The recent US Election has been a roller coaster ride. Perceptions towards candidates continuously fluctuated following every interview, debate and allegation. We have gathered some information from our friends at RavenPack and Amareos to show how sentiment analysis predicted the election.
Through this election as well as Brexit voting, we have definitely learnt that polls aren’t as reliable as they used to be. What is coming to light though, is the definite growing importance of sentiment analysis. Sentiment Analysis aggregates data from many media platforms (editorial news, commentary and social media all included) and depicts the thought processes of its authors. In these two historical political moments, sentiment analysis has proven to be more accurate than polls. Amareos predicted Trumps victory based on crowd sourced data from twitter sentiment.

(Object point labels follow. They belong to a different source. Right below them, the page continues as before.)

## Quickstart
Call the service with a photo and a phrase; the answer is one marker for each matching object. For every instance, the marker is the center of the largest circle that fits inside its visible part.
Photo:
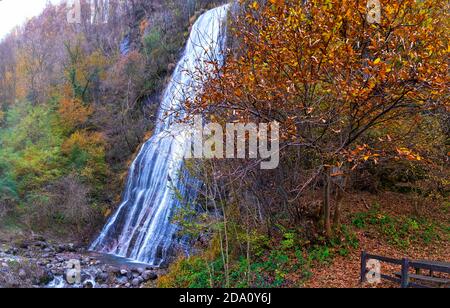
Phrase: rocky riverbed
(39, 263)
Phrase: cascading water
(141, 228)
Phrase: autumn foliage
(348, 93)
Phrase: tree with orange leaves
(346, 89)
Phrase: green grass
(401, 231)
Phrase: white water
(141, 228)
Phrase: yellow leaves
(91, 142)
(408, 154)
(255, 5)
(73, 112)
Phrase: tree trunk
(327, 203)
(337, 210)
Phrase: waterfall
(141, 229)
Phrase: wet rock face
(40, 264)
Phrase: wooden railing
(404, 278)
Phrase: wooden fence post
(363, 266)
(405, 274)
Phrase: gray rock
(149, 275)
(22, 274)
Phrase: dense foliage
(76, 101)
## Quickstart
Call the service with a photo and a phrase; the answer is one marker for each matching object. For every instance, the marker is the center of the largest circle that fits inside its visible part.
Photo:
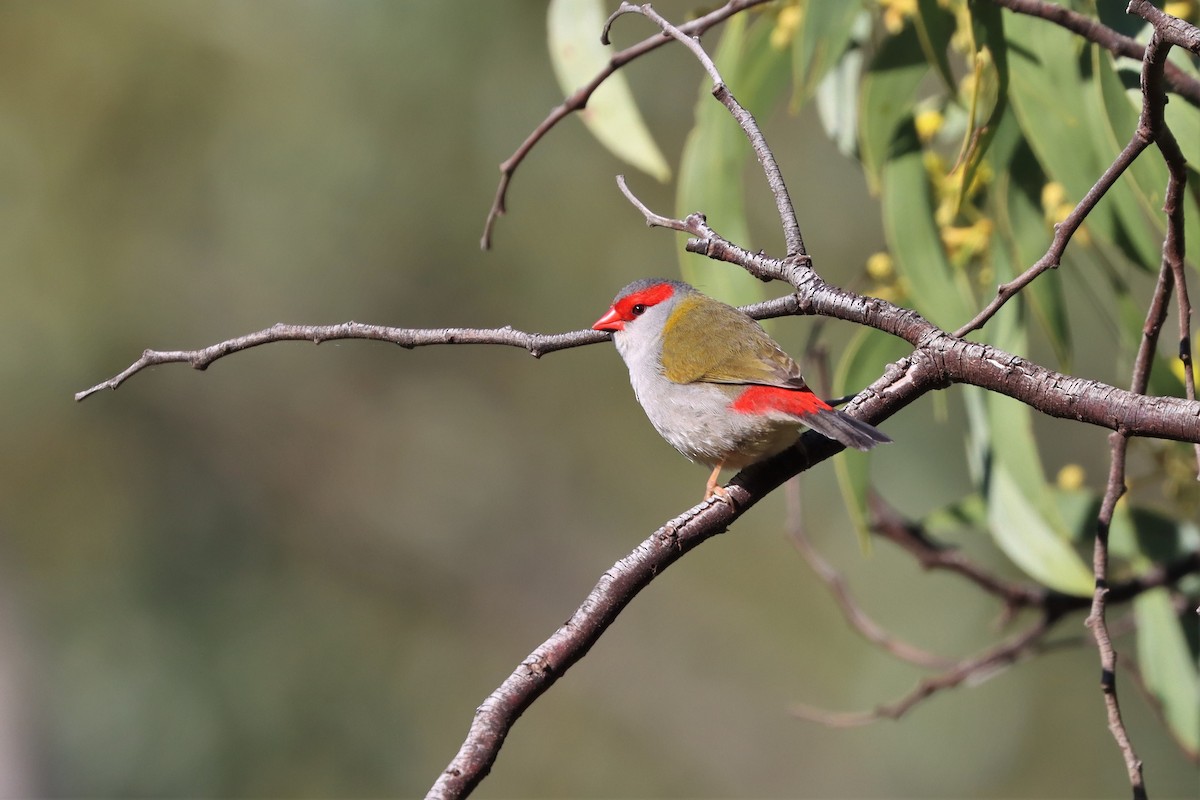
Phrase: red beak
(610, 322)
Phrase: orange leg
(714, 488)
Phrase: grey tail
(844, 428)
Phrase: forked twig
(579, 101)
(792, 238)
(858, 619)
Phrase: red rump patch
(761, 400)
(651, 296)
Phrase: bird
(714, 384)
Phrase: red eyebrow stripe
(651, 296)
(761, 400)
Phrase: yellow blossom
(881, 266)
(897, 13)
(928, 124)
(1071, 477)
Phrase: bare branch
(795, 242)
(858, 619)
(976, 669)
(1101, 34)
(1151, 127)
(941, 359)
(579, 101)
(538, 344)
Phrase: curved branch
(1096, 31)
(795, 242)
(1023, 645)
(579, 101)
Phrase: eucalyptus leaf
(937, 289)
(1024, 535)
(887, 100)
(1168, 666)
(717, 152)
(611, 114)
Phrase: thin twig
(1096, 619)
(792, 239)
(1093, 30)
(538, 344)
(1150, 128)
(579, 101)
(987, 665)
(858, 619)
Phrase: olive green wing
(709, 342)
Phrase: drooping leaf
(611, 114)
(989, 96)
(838, 115)
(887, 98)
(934, 26)
(717, 151)
(1143, 188)
(937, 289)
(1057, 104)
(1026, 537)
(825, 32)
(1025, 235)
(1168, 666)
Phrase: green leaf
(990, 95)
(1167, 665)
(577, 55)
(861, 365)
(887, 100)
(1029, 540)
(1017, 210)
(826, 31)
(839, 118)
(937, 289)
(934, 26)
(717, 152)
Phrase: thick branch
(792, 239)
(1181, 83)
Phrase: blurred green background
(297, 573)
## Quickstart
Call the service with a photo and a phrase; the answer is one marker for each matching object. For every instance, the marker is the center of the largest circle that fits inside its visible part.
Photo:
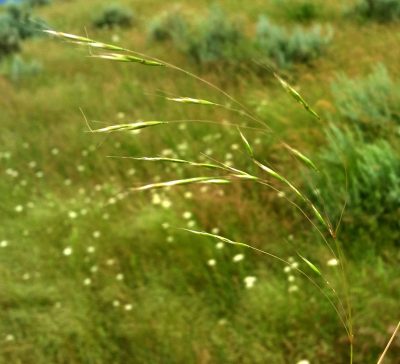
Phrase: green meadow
(95, 270)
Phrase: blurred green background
(92, 274)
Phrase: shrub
(114, 16)
(303, 11)
(17, 24)
(373, 188)
(285, 48)
(34, 3)
(380, 10)
(18, 69)
(216, 38)
(372, 103)
(168, 26)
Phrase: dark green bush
(371, 103)
(217, 38)
(114, 16)
(373, 183)
(17, 69)
(168, 26)
(17, 24)
(380, 10)
(303, 11)
(285, 48)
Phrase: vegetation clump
(371, 103)
(371, 187)
(17, 24)
(168, 26)
(114, 15)
(217, 38)
(380, 10)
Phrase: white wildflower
(211, 262)
(119, 277)
(238, 258)
(187, 215)
(72, 215)
(128, 307)
(249, 281)
(96, 234)
(67, 251)
(87, 281)
(91, 249)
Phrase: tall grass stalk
(228, 174)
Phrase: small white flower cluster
(238, 258)
(332, 262)
(303, 361)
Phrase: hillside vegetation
(93, 272)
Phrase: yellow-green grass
(183, 310)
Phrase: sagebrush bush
(371, 103)
(285, 48)
(168, 26)
(380, 10)
(216, 38)
(303, 11)
(114, 15)
(18, 68)
(373, 185)
(34, 3)
(17, 24)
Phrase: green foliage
(303, 11)
(9, 36)
(285, 48)
(217, 38)
(17, 24)
(34, 3)
(371, 103)
(373, 186)
(168, 26)
(114, 15)
(18, 69)
(380, 10)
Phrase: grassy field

3- Day rolling Average for Sentiment Spread vs polls spread
RavenPack conducted a media sentiment study of the elections for a 14- day and a 3- day rolling average for sentiment spread vs polls spread. The poll numbers have been extracted from the Financial Times and RavenPack has calculated average sentiment levels on a daily basis across various categories for each candidate to deduce the sentiment spread. Numerous ups and downs have been seen during these elections and those evidently impact the public opinion of the candidate as seen in the graph above. Clinton was leading before Director Comey reopened the investigation on Mrs. Clinton on October 28th. And then on November 6th, once the FBI cleared her of all charges, the sentiment was leaning in her favor again as indicated by the graph above.
Now that the elections have come to an end, Trumps victory has brought uncertainty to the Global Financial Markets. This is simply because we don’t know what kind of president Trump will be. Will he be the erratic person who threatened to lock up his political rivals during the campaign? Or is he capable of being a rational leader of the free world?